Late into the third week of the season, both the Santa Fe boys and the girls were undefeated, and wreaking mayhem and havoc on soccer pitches across the land. That’s pretty good for programs that have never won a state championship; only the girls have even reached the final game and that came in the hazy past of 1981.
“We’re at a level that’s unparalleled,” said boys coach Chris Eadie. “When I previously coached the team for eight or nine years, or since I’ve taken over, I don’t know of any time (that) both the boys and girls have been this strong simultaneously. Our ranking is unprecedented.”
The ranking to which he refers is No. 1 in the MaxPreps poll, which Eadie readily admits is a bit misleading.
“We haven’t even played a 5A team yet,” he said. “But there is no denying we are a strong team; I just don’t know how strong.”
Eadie, who earlier coached the Demons before a lengthy absence, returned to the school for the spring season and, even though the team didn’t perform all that well – finishing below .500 for the eighth time in the past 10 seasons – the coach saw a team that was coming together.
Add in Taos transfer Alex Waggoner, who has remarkably scored at least a hat trick in the team’s first seven games, and, all of sudden, the Demons are a juggernaut.
“It’s crazy to think that this kid comes in, he’s a goal-scoring phenom,” Eadie said. “His offensive prowess is unmatched based on what I’ve seen in the state this year.”
Add in such players as Michael Wissman, who has seven goals and 12 assists, and also plays alongside Waggoner in club ball; as well as Jack Joseph with four goals and four assists; Ivan Lozano with five goals; and Henry Mazulis with three goals and six assists, and the Demons’ offense will simply wear down opponents over an 80-minute game.
“We score a lot of goals when the opposition is weakening,” Eadie said. “I’m pleased with all of that.

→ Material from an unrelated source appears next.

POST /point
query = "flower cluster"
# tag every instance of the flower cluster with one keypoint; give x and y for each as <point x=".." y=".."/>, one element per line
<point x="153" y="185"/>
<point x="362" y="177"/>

That’s the difference from years past. That comes with leadership, maturity and trust.”
For the Demonettes, despite going through multiple coaches, a core group of young players thrown into the fires as eighth graders and freshmen have matured into a cadre of tight-knit teammates who have each other’s back on and off the field.
“I think we all got a lot closer and built connections together, and we were able to build that family bond together,” said junior Tatiana Winter. “Because of that, we’re able to connect really well on the field. We’ve been through a couple of coaches, but because the team’s bond as a whole is so strong, we’re able to adjust to each other.”
The girls are spreading their goal-scoring around, with six players collecting at least three goals, led by Jazzi Gonzalez with eight, and seven players dishing out at least two assists, again led by Gonzalez with seven.
First-year Demonettes coach Justin Najaka said there’s no real magic to the team’s success.
“You’ve got to give credit to the girls,” he said. “They’re an amazing team. They’re motivated and driven. They want to get better. They see that they’re a good team, and they want to keep working harder and harder every day.”
And with that kind of attitude, Najaka said, teams won’t really be wondering who are those guys?
“They have a strong foundation,” he said. “They’ve been working. The core group has been together for several years and that has helped them out. And the desire for them to be successful is amazing. They’re very supportive of each other and they push each other every day.”